Now the gotcha. There is no public standard Java API that directly obtains Service Tickets for a remote service. However, GSSAPI does this under the covers as part of its protocol. When it does this, GSSAPI and JAAS operate together sharing Kerberos configuration info and some ticket and key objects. It is through this collaboration and not through some pure, naked Kerberos API that we most commonly find Kerberos Service Ticket validation operating. In Web applications, this means the use of SPNEGO authentication.
JAAS in a Container (JBoss)
The JAAS client program API and the Service Provider Interface (SPI) to the plug-in modules represent two perfectly acceptable interfaces that anyone trying to solve the same problem would have to reinvent. Furthermore, the particular Sun plug in modules provide sophisticated services (especially Krb5LoginModule) that it would be wasteful to try and reproduce.
However, the standard JAAS service is a J2SE interface. The application creates a LoginContext, logs in, and obtains Subject and Principal objects. Only the application knows it has done this. Furthermore, the LoginContext and Subject are private to the class that does the login and have no wider visibility unless the application code chooses to invent some convention.
JBoss exposes to its JVM environment what might be called JAAS+. It is the standard JAAS service, plug-ins, and an XML version of the standard configuration file. The extra added feature is that the JAAS generated Subject and Principal objects are not only returned to the caller's LoginContext, but they also become part of the container's Security Context environment.
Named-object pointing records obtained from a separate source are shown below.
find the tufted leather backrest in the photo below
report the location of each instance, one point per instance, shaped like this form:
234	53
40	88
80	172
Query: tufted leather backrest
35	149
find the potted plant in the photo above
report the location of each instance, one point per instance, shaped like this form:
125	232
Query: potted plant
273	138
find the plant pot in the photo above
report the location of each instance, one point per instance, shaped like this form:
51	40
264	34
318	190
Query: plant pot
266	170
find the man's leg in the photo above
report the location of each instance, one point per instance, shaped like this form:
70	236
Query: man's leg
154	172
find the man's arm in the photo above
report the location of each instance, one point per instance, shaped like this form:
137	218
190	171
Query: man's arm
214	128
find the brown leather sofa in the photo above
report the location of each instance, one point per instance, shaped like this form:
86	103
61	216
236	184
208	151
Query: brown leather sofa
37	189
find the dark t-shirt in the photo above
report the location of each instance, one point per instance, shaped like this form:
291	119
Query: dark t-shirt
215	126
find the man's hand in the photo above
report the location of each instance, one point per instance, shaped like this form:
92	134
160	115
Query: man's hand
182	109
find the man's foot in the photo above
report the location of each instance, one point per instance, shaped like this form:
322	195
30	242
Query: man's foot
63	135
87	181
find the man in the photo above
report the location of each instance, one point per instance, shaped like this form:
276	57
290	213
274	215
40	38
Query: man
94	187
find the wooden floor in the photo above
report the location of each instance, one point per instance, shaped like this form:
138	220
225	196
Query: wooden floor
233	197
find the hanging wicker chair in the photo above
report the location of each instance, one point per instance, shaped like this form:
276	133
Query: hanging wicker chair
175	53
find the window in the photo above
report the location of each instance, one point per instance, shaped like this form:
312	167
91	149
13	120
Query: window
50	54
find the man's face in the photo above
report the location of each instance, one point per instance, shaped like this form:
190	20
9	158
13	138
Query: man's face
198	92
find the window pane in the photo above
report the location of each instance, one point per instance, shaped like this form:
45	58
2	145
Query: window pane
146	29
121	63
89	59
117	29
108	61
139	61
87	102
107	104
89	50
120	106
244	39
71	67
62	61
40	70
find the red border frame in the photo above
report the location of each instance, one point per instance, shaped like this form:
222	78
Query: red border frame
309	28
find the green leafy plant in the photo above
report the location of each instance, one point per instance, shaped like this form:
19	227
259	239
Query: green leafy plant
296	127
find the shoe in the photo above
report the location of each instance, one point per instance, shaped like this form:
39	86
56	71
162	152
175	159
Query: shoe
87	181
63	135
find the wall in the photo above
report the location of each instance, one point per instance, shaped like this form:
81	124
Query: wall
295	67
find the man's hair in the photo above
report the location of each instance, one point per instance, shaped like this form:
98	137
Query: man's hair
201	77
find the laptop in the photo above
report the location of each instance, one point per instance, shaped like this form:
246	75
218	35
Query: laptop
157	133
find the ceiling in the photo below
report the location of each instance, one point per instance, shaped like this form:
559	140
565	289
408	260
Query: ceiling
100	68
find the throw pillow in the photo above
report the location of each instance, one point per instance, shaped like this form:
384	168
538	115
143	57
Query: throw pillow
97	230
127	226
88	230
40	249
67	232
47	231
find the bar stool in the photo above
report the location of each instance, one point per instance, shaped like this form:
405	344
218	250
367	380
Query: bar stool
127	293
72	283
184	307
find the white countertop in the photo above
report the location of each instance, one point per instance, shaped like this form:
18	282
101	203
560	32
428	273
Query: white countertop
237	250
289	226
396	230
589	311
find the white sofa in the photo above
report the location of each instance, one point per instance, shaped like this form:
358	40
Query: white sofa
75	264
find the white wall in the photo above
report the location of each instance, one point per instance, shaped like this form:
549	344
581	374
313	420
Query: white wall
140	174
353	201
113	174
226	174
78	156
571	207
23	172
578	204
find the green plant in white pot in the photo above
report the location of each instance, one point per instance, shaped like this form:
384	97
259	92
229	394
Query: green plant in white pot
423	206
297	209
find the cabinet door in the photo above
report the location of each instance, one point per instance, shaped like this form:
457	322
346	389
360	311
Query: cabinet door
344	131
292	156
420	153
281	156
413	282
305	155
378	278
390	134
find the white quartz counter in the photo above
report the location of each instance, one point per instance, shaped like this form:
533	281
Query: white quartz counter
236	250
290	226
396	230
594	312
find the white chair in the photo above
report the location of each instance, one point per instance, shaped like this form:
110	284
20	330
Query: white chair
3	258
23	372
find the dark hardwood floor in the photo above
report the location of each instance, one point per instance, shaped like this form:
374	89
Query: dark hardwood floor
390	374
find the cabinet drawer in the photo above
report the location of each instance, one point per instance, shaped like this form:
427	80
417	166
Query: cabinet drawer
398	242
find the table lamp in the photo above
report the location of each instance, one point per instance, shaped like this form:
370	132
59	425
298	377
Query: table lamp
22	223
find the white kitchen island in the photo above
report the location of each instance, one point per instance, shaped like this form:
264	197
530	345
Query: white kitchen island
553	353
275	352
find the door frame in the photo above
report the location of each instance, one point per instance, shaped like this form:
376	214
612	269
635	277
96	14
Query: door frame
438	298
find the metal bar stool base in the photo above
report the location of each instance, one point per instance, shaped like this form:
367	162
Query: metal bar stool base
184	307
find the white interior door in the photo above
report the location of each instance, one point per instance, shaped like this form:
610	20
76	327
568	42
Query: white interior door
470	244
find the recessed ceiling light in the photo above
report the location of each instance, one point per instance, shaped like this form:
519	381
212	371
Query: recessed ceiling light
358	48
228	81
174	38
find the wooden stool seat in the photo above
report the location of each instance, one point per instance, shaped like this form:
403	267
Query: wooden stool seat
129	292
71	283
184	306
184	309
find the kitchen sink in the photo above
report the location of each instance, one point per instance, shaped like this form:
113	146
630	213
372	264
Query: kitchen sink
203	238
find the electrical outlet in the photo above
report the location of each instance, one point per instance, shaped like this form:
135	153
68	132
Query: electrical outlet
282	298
They become a feature of the Request and the Thread that has been assigned to process it. When an EJB is called, they propogate to the EJB environment, even across a Remote call to an EJB on another JBoss server.
For this to work, the Subject/Principal has to be in some sense "serializable". Obviously if you login to Krb5LoginModule the ticket you receive cannot itself be transmitted to another machine. If the login presented a userid/password, then these "primary credentials" can be stored in the Subject/Principal, serialized, transmitted to a second system, and then the second system can do a second primary login presenting the same userid/password to its own Krb5LoginModule.
It remains to be seen how the SPNEGO support now incubating in JBoss will accomplish the same remote propagation of credentials when JBoss never had primary credentials to transmit.
Who's on First?
The CAS Server is (or can be) configured to use JAAS to validate a userid/password typed into the Login form. At Yale, JAAS has been configured to authenticate against the MIT K5 KDC.
However, other applications regard CAS itself as an authentication mechanism. If these applications (like JBoss) expect to authenticate users through a JAAS call, then it is possible to supply them with a CAS plug-in that uses the JAAS Service Provider Interface (SPI) to validate credentials (the ticket id) against a configured back end system (the CAS Server).
The first step toward sanity is not to confuse these two distinct uses of JAAS by the CAS Server (against Kerberos) and by the CAS client (against the CAS Server itself).